Judging by current trends, China will likely add hundreds of thousands of tonnes of green hydrogen production capacity over the next five years, with primary end-uses consisting of conversion into chemicals such as ammonia, methanol, and olefins, as well as vehicle fuel and possibly steel and other metal production. Industry and the research establishment will focus on overcoming key technological barriers in green hydrogen production, storage, and use.
Nigel Rambhujun
Analyst, Hydrogen Research
Rystad Energy
With half of China's power generation coming from coal, ammonia co-firing is an attractive way to decarbonise the power sector in the short term instead of mothballing coal power plants.
However, using green hydrogen or ammonia to decarbonise the power sector will be an expensive option.
The cost of low-carbon ammonia co-firing will depend heavily on the cost of green/blue hydrogen used as a feedstock. Assuming a hydrogen price of $5 per kilogram, equivalent to an ammonia price of $1,000 per tonne, Rystad Energy estimates that the LCOE of a 10% ammonia blend will be around 50% higher than the LCOE from coal generation alone.
Most of the costs associated with green hydrogen come from the electrolyser stacks' capital expenditure, which has been going down in China due to strong domestic competition amongst original equipment manufacturers. Potential savings from green hydrogen adoption will depend on domestic and international policies, such as the Carbon Border Adjustment Mechanism in Europe, where companies with higher emissions will face added costs.
Companies like Xinjiang Goldwind Science & Technology Co.
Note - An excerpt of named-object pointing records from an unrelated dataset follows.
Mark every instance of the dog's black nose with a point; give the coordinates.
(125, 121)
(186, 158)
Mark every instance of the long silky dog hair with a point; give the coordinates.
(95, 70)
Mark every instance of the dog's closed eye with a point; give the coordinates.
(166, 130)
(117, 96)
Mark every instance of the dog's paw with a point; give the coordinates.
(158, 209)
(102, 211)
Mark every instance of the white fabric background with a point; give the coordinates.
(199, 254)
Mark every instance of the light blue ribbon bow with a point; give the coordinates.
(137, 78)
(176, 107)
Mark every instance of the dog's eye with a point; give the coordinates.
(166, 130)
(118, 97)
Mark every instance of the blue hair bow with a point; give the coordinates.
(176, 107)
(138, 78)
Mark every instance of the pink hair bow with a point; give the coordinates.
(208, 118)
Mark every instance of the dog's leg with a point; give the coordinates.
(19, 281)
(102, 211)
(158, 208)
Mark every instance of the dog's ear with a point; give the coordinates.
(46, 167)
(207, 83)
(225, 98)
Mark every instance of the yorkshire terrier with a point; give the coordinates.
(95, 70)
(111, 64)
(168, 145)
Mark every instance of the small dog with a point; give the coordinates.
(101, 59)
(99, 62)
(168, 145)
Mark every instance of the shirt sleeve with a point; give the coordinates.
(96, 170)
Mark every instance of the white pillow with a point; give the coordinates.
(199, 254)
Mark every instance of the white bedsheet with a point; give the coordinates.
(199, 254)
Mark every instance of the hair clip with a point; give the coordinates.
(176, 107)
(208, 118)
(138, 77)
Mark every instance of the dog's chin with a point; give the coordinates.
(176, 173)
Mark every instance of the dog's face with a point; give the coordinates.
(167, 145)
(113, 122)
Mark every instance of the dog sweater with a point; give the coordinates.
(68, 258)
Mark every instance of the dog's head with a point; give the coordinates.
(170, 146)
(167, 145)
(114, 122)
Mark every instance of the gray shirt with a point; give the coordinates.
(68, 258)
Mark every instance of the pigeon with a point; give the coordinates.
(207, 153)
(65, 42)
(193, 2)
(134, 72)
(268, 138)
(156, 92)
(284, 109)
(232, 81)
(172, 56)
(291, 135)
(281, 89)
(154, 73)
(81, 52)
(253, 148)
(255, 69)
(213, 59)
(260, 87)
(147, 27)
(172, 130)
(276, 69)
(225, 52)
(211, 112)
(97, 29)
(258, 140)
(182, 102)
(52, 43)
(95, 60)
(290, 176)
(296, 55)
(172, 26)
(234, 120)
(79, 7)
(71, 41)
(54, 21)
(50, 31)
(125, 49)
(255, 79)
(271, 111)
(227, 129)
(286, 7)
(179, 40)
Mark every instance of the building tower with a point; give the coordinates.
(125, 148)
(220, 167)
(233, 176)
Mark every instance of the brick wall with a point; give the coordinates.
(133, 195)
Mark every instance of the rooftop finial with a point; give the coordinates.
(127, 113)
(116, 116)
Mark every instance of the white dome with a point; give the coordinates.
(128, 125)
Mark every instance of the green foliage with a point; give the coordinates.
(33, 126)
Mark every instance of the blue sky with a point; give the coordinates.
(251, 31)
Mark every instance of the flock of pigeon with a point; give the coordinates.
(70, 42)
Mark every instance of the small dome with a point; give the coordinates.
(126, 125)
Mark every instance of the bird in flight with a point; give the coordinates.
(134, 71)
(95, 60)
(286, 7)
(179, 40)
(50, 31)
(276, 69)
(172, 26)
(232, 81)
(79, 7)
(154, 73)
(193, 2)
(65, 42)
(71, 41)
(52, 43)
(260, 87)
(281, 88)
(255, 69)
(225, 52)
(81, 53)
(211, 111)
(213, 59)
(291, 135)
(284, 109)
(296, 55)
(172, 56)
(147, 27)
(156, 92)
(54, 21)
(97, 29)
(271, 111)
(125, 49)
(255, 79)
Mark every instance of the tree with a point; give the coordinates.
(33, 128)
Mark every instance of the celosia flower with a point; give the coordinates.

Ltd. and Envision Energy Co. Ltd. are leading the way in developing export-scale green hydrogen projects due to their vertical integration of renewable energy infrastructure. General hurdles in the industry will be retrofitting power plants to run on hydrogen/ammonia. So far, no large-scale trial for ammonia cofiring has been completed in China, whilst Japan has already completed a successful trial at a co-firing rate of 20% ammonia.
Transporting the hydrogen or ammonia from the production plants (mainly Inner Mongolia) to the power plants will be an infrastructure challenge. China is currently building hundreds of kilometres of hydrogen-specific pipelines to transport hydrogen to demand centres.
China plans to introduce 10% co-firing of biomass and green ammonia at coal-fired power plants to halve emissions compared with 2023 levels, but it will take time to retrofit or accommodate the new co-firing technology.